School officials contacted police June 9 regarding the situation and the possible options the district could take. Tipps told them the district could pursue charges or let the employee pay back the funds over a period of time.
After a consultation between administrators, school officials on June 12 told Tipps the district did plan to pursue charges against the employee.
Last Thursday, school officials provided police with documentation showing that the employee had purchased copper tubing at a local supply company beginning in 2004 and continuing into this year, crediting the bill to the school district. School officials said the purchases were not authorized, nor were the products used by the district.
Tipps contacted the suspect, whose employment with the district has since been terminated.
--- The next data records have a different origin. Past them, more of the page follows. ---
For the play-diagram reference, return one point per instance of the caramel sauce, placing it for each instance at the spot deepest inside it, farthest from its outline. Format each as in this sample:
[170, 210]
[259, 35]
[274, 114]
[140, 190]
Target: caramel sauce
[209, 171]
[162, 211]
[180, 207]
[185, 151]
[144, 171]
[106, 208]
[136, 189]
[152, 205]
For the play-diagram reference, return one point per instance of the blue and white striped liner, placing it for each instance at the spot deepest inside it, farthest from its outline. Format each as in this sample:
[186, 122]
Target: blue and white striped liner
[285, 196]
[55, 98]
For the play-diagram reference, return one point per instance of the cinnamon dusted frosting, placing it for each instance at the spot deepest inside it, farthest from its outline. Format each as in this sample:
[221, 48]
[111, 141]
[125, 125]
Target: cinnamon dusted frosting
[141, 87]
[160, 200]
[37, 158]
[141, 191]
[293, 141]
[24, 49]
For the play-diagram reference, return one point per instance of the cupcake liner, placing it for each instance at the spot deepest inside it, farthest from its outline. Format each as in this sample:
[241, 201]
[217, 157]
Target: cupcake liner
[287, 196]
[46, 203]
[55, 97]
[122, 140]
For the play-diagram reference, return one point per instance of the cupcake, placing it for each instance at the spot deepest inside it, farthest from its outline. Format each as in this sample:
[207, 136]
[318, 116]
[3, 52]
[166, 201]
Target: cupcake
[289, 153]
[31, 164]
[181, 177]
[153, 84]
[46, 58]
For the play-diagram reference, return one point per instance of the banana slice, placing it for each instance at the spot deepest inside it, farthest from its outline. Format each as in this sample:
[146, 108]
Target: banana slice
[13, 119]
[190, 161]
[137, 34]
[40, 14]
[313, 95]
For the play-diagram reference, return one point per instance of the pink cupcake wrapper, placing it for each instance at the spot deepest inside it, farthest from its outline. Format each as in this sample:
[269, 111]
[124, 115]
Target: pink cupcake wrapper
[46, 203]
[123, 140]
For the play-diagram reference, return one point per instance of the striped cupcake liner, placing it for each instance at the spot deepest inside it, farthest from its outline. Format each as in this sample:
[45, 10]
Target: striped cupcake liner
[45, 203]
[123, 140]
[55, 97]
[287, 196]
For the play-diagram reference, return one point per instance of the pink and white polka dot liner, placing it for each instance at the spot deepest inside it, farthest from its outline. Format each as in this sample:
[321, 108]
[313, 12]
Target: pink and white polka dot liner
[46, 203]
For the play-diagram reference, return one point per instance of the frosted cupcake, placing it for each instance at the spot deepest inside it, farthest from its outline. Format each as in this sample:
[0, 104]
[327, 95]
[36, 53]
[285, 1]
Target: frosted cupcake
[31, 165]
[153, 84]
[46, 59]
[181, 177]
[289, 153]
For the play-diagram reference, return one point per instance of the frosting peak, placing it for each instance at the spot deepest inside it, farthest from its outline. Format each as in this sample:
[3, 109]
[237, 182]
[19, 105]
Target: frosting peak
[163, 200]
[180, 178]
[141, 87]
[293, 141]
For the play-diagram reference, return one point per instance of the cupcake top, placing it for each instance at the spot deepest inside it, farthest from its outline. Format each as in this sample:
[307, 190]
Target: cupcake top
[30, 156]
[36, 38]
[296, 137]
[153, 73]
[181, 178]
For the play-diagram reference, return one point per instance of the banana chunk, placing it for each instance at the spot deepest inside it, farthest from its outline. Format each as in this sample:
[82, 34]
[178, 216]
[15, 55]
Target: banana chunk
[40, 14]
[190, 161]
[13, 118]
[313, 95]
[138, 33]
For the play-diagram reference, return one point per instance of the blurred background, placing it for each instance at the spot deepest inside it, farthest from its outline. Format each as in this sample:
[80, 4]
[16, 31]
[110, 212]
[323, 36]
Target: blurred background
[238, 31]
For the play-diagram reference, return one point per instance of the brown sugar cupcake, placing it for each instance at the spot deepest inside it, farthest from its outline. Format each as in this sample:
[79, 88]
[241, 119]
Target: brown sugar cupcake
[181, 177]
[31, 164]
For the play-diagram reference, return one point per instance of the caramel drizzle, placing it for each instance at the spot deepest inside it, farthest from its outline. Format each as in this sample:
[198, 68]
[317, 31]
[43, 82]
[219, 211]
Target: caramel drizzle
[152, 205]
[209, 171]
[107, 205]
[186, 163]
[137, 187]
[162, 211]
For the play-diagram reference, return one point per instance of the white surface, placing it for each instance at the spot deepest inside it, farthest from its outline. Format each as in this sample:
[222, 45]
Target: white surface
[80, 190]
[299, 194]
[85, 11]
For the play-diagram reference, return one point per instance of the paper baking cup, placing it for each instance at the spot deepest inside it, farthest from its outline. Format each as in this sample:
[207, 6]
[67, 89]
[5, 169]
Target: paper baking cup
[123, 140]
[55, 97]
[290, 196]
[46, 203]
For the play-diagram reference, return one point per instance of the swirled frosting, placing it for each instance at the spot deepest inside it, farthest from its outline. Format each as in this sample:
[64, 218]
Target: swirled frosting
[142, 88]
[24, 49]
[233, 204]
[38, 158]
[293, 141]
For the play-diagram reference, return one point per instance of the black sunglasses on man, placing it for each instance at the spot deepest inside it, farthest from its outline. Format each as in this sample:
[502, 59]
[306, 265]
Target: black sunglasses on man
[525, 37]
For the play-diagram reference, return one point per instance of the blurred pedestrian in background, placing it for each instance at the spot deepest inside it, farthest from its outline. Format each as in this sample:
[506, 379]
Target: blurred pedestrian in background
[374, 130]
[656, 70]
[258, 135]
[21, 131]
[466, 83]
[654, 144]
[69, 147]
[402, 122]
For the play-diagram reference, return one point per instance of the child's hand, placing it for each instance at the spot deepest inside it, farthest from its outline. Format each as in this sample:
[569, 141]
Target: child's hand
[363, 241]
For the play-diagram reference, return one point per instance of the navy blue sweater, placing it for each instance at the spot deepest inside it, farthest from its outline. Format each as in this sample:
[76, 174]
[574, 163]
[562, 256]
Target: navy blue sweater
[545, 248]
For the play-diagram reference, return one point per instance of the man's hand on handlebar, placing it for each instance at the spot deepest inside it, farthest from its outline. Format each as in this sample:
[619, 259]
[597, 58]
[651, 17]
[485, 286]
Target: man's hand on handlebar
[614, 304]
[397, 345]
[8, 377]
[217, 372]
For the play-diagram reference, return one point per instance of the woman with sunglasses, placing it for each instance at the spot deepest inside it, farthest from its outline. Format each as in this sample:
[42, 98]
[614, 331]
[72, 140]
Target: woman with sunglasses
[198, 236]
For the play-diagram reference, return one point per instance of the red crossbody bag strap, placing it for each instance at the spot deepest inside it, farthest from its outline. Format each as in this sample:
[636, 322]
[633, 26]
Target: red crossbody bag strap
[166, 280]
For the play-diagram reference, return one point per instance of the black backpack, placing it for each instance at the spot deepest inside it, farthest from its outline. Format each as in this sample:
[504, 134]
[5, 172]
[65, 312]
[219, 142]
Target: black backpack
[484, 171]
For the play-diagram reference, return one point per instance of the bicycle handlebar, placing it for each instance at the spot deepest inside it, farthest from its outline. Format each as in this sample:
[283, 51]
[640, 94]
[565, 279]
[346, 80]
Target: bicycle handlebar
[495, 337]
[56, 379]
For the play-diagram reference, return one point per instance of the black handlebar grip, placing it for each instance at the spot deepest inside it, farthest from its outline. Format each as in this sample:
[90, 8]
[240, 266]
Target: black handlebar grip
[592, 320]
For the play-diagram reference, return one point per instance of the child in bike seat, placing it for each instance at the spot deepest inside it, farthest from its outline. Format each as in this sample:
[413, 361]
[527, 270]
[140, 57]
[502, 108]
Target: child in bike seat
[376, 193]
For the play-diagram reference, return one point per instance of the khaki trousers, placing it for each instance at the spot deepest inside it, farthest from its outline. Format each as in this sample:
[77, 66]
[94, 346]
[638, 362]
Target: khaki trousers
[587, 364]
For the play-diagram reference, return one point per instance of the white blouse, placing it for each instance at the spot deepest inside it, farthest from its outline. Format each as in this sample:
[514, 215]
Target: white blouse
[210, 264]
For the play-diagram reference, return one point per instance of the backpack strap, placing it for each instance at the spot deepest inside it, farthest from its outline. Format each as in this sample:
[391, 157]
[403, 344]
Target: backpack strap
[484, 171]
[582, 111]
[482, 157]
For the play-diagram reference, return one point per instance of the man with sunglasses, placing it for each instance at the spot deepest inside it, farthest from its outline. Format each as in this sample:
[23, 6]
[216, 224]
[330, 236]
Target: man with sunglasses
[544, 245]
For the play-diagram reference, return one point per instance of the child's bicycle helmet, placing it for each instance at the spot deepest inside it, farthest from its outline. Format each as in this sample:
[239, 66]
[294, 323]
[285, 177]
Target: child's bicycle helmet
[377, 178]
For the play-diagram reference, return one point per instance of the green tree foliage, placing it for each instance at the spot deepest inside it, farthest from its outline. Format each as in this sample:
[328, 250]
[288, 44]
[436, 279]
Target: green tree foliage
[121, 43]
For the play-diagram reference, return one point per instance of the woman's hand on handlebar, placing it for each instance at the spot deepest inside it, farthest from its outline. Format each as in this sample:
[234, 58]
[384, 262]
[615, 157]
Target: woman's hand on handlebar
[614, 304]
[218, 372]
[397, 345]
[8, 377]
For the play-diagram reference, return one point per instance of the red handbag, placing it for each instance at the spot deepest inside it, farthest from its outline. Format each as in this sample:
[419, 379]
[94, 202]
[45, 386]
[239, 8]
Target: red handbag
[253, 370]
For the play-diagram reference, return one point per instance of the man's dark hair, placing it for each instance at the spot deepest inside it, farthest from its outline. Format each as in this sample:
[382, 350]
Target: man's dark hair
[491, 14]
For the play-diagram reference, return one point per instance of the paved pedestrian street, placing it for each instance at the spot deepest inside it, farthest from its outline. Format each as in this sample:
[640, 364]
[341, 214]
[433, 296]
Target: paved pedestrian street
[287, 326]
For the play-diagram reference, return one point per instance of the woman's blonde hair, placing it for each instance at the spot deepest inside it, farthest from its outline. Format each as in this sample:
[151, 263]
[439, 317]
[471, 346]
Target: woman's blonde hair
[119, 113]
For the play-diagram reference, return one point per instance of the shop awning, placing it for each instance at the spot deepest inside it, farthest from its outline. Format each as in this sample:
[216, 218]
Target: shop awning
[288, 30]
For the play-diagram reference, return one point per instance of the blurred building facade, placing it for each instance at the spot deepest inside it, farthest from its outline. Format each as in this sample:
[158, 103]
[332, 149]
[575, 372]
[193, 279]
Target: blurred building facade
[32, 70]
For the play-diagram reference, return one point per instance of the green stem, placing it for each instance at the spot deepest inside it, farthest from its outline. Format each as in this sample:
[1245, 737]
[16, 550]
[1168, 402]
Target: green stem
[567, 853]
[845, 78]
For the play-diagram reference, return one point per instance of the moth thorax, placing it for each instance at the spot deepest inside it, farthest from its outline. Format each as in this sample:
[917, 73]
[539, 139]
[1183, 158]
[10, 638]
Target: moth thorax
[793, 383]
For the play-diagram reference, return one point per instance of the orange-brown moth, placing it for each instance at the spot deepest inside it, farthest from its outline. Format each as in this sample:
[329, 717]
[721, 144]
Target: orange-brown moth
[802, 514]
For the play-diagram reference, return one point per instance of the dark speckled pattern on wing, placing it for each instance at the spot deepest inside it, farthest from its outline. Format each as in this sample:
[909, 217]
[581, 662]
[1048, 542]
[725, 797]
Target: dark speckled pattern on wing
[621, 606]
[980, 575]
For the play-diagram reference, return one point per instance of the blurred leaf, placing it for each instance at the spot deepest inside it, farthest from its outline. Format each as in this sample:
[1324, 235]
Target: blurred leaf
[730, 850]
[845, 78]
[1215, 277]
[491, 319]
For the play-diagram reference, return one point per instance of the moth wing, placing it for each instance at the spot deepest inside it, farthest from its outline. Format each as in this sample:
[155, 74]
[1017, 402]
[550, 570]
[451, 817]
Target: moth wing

The man confessed he had charged the copper tubing to SSISD, then sold it to someone else, who he says was unaware the tubing was illegally obtained, then pocketed the cash for personal use. Overall, the former employee was said to have charged $21,306.79 worth of copper tubing to the school district.
Tipps said the case will be filed as a third-degree felony with the district attorney's office, which will handle further prosecution of the case. The man's confession was videotaped, and will likely be used to determine punishment.
"The district learned what had happened, contacted us and took the necessary steps toward punishment," Tipps said. "Anytime someone steals from the school district it's somewhat of a big deal because you're dealing with tax payers' money."